His wide-ranging career included scoring five early Stanley Kubrick films, including Paths of Glory and The Killing; receiving the only Oscar nomination ever given for a documentary score, 1975’s Birds Do It, Bees Do It; and earning five other Emmy nominations for music in specials, TV movies, and miniseries.

Fried scored approximately 40 films, some three dozen TV movies and miniseries, and episodes of another 40 TV shows during a career that spanned more than six decades.

Fried scored episodes of many classic TV series including Ben Casey, Mission: Impossible, Lost in Space, Gunsmoke, Wagon Train, Mannix, Police Woman, and Dynasty.

In November 1976, “Roots” producers David L. Wolper and Stan Margulies turned to Fried, who had scored their TV movie I Will Fight No More Forever. Fried was quietly hired, and while Quincy Jones’ music was used during the first two hours, set in Africa, the remaining 10 hours of the miniseries – TV’s first serious look at the horrors of slavery in America – were scored by Fried. Emmys were later presented to both composers.
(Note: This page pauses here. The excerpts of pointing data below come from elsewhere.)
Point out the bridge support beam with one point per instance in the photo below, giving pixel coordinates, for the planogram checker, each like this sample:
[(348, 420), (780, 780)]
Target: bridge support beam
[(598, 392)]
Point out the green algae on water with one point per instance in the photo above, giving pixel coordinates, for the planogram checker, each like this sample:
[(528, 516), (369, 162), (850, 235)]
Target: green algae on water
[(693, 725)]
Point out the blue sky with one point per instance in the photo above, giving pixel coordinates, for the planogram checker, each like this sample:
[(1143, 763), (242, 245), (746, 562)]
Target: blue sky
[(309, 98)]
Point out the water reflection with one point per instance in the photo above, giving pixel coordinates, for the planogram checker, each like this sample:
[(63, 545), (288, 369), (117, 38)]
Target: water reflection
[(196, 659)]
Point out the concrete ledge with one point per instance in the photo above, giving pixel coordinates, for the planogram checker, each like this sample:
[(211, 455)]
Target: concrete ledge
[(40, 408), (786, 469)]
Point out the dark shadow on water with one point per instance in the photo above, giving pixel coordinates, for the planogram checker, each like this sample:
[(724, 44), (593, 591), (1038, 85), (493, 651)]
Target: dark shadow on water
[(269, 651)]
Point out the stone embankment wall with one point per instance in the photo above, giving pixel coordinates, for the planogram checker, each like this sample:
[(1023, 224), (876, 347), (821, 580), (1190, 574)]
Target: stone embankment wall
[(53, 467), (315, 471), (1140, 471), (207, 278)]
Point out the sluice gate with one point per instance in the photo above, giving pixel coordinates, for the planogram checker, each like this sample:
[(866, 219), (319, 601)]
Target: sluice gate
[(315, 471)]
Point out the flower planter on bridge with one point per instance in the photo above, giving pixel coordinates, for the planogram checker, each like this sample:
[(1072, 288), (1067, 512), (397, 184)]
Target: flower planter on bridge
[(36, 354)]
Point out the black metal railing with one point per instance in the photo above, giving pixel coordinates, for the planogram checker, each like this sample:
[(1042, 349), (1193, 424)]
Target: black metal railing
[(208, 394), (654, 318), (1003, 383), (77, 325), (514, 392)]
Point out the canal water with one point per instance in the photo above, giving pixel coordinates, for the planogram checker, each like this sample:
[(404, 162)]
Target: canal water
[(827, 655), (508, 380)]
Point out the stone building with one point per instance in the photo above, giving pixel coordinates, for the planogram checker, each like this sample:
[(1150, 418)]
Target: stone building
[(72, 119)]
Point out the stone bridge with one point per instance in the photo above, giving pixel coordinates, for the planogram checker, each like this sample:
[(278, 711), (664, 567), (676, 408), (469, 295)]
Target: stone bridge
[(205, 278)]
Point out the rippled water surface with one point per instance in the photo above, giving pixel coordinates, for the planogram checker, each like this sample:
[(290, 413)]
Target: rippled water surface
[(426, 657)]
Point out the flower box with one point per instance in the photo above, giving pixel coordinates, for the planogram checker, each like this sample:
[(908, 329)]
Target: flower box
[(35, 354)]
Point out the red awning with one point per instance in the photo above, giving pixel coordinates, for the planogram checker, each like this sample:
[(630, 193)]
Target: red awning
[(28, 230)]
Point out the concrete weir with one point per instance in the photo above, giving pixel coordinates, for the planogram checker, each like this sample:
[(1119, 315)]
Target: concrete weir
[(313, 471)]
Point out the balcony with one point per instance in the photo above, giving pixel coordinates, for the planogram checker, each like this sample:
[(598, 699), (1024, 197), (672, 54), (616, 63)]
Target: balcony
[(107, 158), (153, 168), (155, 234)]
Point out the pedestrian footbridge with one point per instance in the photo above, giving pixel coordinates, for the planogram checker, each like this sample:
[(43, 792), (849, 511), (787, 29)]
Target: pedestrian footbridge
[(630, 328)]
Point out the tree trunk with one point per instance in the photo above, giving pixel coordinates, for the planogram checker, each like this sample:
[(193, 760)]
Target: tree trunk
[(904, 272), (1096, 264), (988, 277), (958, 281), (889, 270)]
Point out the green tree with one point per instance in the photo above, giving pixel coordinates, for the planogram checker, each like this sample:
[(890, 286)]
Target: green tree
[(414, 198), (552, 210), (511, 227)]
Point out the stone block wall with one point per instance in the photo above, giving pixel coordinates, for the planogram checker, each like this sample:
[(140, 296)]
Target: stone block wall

Fried was introduced to movies by his childhood friend Stanley Kubrick; Fried scored the budding director’s first short, the 1951 Day of the Fight, and went on to score Kubrick’s first four features: Fear and Desire, Killer’s Kiss, and The Killing, ending with the antiwar classic Paths of Glory in 1957.

Fried was born in the Bronx, on February 13, 1928, and attended New York’s High School of Music and Art. He studied oboe at the Juilliard School of Music and, from 1948 to 1956, was the first oboist with the Dallas Symphony, Pittsburgh Symphony, and New York’s Little Orchestra. He moved to Los Angeles in 1957 and played for one season with the Los Angeles Philharmonic.

He moved with his family to Connecticut six years ago. Fried was a strong supporter of the fight against AIDS. His 5-year-old son Zack died of AIDS in 1987; born prematurely with severe medical issues, he was given 27 blood transfusions, one or more of which turned out to be tainted with HIV. The Fried family produced a line of T-shirts adorned with Zack’s drawings, the proceeds of which were donated to AIDS fundraisers.

Survivors include his wife, Anita; four children, six grandchildren, and three great-grandchildren.